Compilation album by Status Quo
- Released: September 20, 2004
- Genre: Rock
- Length: 157:05
- Label: Universal Music TV

Status Quo chronology
| Riffs (2003) | XS All Areas - The Greatest Hits (2004) | The Party Ain't Over Yet (2005) |

= XS All Areas – The Greatest Hits =

XS All Areas – The Greatest Hits is an album by British rock band Status Quo, released in September 2004. It is a best-of compilation with two new tracks, "You'll Come 'Round" and "Thinking of You". A DVD collection, also titled XS All Areas – The Greatest Hits, was released on the same day.
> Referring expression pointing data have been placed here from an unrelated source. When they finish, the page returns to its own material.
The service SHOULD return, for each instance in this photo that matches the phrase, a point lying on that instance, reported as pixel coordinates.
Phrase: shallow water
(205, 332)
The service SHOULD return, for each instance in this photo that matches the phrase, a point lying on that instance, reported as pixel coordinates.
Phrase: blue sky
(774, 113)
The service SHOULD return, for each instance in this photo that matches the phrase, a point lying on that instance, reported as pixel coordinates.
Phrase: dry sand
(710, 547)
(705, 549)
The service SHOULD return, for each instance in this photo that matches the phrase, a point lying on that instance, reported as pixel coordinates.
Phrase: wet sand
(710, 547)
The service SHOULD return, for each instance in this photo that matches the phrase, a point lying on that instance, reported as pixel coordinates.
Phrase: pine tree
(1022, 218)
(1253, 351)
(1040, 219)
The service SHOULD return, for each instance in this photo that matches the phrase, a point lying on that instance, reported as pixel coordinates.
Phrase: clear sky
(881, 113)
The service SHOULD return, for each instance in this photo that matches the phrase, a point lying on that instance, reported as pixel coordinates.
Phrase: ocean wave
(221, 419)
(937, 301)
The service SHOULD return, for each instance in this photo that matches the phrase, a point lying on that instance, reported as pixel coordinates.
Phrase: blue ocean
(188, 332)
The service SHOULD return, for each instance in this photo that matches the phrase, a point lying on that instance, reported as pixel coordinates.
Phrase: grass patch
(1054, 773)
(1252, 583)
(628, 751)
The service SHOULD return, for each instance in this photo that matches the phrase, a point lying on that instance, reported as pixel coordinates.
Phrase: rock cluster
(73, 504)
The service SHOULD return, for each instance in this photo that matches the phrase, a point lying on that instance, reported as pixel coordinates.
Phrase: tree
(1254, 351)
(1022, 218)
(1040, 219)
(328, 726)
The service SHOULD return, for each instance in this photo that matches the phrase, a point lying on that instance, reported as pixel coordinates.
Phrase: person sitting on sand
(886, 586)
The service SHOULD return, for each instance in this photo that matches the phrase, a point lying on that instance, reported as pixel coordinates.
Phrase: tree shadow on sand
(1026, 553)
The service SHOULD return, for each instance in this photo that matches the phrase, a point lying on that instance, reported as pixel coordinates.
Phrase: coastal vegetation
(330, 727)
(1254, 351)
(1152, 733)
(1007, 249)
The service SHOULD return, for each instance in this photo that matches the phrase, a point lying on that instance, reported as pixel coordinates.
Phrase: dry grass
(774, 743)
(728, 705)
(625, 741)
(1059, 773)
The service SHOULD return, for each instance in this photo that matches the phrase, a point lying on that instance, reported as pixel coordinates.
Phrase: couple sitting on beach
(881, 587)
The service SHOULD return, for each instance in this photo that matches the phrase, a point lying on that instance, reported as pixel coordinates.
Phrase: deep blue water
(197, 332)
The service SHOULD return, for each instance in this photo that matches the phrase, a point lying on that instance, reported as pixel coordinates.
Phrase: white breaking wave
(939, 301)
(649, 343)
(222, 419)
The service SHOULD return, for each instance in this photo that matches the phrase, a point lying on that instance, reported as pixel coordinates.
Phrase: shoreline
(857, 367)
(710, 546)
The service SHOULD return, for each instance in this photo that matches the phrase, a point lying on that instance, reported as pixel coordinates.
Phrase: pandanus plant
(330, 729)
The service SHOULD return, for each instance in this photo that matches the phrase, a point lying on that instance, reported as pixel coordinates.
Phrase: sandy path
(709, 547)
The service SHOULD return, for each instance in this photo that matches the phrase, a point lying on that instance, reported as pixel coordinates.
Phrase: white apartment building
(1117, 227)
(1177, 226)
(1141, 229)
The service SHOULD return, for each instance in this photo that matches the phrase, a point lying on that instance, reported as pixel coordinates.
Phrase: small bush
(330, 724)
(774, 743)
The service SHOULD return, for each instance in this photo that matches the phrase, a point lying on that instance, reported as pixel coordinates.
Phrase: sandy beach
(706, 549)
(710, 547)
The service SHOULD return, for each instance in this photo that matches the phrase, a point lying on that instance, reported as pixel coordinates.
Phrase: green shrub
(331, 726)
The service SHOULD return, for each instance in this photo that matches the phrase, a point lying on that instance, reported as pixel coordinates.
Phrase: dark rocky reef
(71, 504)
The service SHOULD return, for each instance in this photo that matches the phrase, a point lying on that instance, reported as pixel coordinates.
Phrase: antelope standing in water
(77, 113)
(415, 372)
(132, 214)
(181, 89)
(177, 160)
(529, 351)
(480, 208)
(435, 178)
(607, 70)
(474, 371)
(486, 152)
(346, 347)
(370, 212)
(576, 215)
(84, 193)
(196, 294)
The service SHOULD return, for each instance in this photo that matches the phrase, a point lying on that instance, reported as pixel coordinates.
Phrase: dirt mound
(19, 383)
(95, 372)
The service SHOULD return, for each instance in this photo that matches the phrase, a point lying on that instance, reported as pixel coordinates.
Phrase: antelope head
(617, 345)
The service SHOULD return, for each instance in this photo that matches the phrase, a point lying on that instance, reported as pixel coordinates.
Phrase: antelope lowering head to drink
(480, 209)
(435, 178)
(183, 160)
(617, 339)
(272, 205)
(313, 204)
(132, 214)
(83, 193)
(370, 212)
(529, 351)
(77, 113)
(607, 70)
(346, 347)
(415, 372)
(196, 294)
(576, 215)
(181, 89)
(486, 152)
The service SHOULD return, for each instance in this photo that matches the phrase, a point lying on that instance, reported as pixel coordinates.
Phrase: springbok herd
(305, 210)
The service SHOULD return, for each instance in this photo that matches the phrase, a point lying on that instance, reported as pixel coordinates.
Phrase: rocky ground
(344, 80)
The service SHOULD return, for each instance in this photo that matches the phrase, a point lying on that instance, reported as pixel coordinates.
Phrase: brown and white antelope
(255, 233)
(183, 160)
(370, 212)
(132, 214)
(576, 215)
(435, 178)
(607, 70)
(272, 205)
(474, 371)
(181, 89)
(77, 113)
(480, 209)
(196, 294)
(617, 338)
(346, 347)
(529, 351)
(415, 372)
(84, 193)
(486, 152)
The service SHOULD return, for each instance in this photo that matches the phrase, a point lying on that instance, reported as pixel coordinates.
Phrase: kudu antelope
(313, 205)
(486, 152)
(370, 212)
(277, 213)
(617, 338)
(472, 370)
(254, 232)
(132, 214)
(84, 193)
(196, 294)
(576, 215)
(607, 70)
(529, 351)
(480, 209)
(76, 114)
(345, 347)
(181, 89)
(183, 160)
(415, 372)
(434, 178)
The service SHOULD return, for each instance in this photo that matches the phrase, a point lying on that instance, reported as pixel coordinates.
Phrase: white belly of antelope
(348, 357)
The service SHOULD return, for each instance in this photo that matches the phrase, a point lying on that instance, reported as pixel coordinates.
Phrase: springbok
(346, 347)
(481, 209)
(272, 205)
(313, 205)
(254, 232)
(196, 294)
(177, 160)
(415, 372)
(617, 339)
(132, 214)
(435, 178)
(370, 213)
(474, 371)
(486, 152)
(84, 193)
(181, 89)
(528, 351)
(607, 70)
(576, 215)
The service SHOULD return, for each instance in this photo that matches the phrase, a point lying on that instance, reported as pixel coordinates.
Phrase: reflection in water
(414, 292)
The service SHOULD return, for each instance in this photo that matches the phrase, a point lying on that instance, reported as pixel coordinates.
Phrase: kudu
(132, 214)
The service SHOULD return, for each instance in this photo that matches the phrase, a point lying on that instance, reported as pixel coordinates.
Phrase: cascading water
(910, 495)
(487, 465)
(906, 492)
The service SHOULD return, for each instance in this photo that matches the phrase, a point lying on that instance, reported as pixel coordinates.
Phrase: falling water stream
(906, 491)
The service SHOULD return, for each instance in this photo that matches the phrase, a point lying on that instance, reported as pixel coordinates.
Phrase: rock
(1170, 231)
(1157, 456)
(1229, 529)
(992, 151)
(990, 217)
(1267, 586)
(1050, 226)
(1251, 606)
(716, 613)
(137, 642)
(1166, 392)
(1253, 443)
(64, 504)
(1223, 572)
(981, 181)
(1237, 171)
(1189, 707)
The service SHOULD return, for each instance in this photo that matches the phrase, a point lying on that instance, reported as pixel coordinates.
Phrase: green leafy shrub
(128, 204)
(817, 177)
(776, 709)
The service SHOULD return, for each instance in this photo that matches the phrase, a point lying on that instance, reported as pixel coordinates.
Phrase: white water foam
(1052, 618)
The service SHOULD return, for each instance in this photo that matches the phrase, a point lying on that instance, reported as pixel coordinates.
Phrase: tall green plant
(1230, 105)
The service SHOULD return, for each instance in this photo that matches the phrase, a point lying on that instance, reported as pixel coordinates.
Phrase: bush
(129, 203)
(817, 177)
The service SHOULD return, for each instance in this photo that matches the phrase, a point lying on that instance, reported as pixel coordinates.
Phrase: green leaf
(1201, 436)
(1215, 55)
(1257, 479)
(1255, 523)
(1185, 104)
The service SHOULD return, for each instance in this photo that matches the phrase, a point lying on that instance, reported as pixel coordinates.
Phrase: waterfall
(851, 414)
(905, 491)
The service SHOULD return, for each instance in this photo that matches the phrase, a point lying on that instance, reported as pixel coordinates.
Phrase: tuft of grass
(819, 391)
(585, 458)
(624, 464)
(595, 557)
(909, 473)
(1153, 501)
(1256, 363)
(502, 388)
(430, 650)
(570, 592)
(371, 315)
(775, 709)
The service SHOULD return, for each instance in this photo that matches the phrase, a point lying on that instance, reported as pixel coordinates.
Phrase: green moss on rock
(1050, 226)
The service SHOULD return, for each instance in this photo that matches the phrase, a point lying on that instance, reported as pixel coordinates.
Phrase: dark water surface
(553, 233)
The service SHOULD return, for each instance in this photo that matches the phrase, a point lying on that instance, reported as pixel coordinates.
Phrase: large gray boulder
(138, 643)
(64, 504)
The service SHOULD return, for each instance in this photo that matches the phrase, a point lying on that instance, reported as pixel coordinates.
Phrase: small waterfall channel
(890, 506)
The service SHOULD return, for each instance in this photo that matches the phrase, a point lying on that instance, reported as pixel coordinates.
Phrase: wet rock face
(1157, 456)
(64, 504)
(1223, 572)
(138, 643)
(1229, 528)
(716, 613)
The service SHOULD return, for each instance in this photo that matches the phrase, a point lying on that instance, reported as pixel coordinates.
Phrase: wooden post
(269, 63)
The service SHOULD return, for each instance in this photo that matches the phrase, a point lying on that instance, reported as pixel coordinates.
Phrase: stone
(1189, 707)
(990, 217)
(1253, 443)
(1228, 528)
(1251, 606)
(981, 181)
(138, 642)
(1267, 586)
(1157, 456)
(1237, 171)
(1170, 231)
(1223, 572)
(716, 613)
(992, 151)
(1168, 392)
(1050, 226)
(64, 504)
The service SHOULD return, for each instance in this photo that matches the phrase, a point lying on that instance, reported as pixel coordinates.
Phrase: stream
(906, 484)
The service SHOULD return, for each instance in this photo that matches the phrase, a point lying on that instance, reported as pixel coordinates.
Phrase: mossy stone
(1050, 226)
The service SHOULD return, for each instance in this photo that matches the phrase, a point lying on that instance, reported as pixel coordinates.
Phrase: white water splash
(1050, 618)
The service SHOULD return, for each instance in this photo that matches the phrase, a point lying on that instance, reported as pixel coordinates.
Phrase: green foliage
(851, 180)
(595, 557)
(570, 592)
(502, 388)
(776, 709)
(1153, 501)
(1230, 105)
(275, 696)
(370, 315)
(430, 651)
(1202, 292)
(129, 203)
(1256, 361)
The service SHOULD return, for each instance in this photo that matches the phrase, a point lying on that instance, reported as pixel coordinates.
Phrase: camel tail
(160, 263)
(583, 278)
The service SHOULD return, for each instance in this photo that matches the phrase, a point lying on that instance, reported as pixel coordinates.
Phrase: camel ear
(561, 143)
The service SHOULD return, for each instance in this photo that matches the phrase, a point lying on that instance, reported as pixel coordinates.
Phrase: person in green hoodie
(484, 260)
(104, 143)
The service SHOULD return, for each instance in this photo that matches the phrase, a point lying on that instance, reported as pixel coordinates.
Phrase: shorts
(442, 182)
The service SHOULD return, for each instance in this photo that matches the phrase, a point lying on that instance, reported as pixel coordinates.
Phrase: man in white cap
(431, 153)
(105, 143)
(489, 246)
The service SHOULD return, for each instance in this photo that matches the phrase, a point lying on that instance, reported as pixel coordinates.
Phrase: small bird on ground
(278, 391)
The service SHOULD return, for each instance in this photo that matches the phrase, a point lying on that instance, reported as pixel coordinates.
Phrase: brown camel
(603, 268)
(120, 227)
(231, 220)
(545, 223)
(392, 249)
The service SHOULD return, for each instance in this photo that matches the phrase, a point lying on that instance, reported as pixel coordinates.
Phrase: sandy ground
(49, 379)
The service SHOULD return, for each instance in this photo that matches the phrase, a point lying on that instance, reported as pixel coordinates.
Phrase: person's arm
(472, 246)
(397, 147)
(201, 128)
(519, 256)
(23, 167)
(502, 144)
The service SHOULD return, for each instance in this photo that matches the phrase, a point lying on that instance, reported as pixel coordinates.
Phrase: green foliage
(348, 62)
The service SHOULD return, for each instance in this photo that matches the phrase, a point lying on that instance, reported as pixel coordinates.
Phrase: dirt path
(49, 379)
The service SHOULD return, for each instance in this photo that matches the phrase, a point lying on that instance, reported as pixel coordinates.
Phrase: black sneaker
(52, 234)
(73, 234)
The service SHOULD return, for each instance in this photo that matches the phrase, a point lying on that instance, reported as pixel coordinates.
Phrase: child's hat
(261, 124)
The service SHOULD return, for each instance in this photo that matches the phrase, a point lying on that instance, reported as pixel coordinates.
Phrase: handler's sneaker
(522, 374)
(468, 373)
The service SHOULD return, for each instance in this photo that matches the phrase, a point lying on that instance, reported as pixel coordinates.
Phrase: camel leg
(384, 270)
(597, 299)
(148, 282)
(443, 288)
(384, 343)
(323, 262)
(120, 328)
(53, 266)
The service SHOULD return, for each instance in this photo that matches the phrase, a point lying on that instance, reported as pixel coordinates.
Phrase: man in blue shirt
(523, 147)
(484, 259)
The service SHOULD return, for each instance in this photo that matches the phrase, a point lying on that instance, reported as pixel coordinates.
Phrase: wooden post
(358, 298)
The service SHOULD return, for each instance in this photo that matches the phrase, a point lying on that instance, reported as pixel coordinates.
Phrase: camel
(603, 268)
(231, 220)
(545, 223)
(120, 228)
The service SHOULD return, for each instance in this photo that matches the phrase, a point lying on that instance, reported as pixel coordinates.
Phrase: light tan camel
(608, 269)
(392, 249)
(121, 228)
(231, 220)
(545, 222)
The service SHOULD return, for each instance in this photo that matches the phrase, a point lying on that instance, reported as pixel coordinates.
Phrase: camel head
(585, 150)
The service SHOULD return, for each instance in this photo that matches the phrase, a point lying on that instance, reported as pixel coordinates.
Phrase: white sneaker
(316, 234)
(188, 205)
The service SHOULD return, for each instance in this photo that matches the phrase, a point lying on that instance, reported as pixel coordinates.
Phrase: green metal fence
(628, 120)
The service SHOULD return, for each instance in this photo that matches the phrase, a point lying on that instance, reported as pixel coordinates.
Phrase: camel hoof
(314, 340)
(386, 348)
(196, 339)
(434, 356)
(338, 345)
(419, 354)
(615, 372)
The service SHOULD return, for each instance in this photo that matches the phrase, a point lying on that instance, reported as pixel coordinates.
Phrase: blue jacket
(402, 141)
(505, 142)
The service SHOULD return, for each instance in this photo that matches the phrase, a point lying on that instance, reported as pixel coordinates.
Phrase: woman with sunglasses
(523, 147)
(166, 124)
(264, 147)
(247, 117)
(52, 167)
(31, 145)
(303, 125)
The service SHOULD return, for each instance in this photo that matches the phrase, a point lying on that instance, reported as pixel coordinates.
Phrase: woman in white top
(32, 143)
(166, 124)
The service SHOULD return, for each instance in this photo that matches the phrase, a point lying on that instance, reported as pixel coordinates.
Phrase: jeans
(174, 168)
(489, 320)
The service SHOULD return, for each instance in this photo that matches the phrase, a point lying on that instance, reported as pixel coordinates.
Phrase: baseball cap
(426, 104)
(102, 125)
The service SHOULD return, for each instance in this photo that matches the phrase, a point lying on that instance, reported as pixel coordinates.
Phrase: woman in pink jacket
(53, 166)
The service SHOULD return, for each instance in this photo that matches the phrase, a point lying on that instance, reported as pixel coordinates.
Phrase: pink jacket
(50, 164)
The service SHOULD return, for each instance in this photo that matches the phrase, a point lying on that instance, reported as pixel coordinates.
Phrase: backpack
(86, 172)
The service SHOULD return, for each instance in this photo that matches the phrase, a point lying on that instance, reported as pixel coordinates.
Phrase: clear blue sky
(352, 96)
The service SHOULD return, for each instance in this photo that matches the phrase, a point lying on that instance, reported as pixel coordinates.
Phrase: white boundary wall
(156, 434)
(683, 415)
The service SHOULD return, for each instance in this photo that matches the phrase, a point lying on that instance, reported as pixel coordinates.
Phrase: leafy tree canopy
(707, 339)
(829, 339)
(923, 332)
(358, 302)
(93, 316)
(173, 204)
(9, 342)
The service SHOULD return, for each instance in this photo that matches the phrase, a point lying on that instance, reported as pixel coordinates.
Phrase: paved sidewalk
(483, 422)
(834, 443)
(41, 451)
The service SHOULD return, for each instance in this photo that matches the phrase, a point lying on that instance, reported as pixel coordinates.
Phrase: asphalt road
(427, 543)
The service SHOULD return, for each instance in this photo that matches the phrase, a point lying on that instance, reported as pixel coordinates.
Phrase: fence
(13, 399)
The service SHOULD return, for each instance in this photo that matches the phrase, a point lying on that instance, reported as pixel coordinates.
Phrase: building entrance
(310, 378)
The album and DVD coincided with the release of band members Francis Rossi and Rick Parfitt's duel autobiography XS All Areas.

==Track listing==

===Disc 1===
1. "Caroline" (Francis Rossi and Bob Young) 4:18
2. "Down Down" (Francis Rossi and Bob Young) 3:38
3. "Paper Plane" (Francis Rossi and Bob Young) 2:53
4. "Big Fat Mama" (Francis Rossi and Rick Parfitt) 4:52
5. "Roll Over Lay Down" (Francis Rossi, Bob Young, Rick Parfitt, Alan Lancaster and John Coghlan) 5:38
6. "Softer Ride" (Rick Parfitt and Alan Lancaster) 4:02
7. "Don't Waste My Time" (Francis Rossi and Bob Young) 4:19
8. "Little Lady" (Rick Parfitt) 3:02
9. "Mystery Song" (Rick Parfitt and Bob Young) 3:56
10. "Rain" (Rick Parfitt) 4:33
11. "Break the Rules" (Francis Rossi and Bob Young) 3:38
12. "Something 'Bout You Baby I Like" (Richard Supa) 2:39
13. "Hold You Back" (Francis Rossi, Rick Parfitt and Bob Young) 4:29
14. "Rockin' All Over the World" (Fogerty) 3:34
15. "Whatever You Want" (Rick Parfitt and Andy Bown) 4:01
16. "Don't Drive My Car" (Rick Parfitt and Andy Bown) 4:13
17. "Again and Again" (Rick Parfitt, Andy Bown and Lynton) 3:39
18. "Forty Five Hundred Times" (Francis Rossi and Rick Parfitt) 7:40
19. "All Stand Up" (Francis Rossi and Bob Young) 4:10

===Disc 2===
1. "You'll Come 'Round" (Francis Rossi and Bob Young) 3:25
2. "Thinking of You" (Francis Rossi and Bob Young) 3:55
3. "Jam Side Down" (Terry Britten and Charlie Dore) 3:26
4. "Creepin' Up On You" (Rick Parfitt and John "Rhino" Edwards) 5:01
5. "Down the Dustpipe" (Carl Groszman) 2:21
6. "Pictures of Matchstick Men" (Francis Rossi) 3:10
7. "Ice in the Sun" (Marty Wilde and Ronnie Scott) 2:12
8. "In My Chair" (Francis Rossi and Bob Young) 3:10
9. "Gerdundula" (Francis Rossi and Bob Young) 3:20
10. "Wild Side of Life" (Arlie Carter and William Warren) 3:15
11. "Rock 'n' Roll" (Francis Rossi and Bernie Frost) 4:02
12. "What You're Proposing" (Francis Rossi and Bernie Frost) 4:15
13. "The Wanderer" (Ernie Maresca) 3:26
14. "Living on an Island" (Rick Parfitt and Bob Young) 3:45
15. "Marguerita Time" (Francis Rossi and Bernie Frost) 3:27
16. "In the Army Now" (Rob Bolland and Ferdi Bolland) 4:40
17. "When You Walk in the Room" (Jackie DeShannon) 3:02
18. "Burning Bridges" (Francis Rossi and Andy Bown) 4:19
19. "Fun Fun Fun" (Mike Love and Brian Wilson) 4:03
20. "Old Time Rock and Roll" (George Jackson and Thomas E. Jones III) 2:57
21. "The Anniversary Waltz Part 1" (Lee/Kind/Mack/Mendlesohn/Chuck Berry/Ernie Maresca/Dave Bartholomew/King/Albert Collins/Richard Penniman/Hammer/Otis Blackwell) 5:32

==Charts==

| Chart (2004) | Peak position |
|---|---|
| German Albums (Offizielle Top 100) | 84 |
| Scottish Albums (OCC) | 25 |
| UK Albums (OCC) | 16 |

==Certifications==

| Region | Certification | Certified units/sales |
| United Kingdom (BPI) | Gold | 100,000^{^} |
^{^} Shipments figures based on certification alone.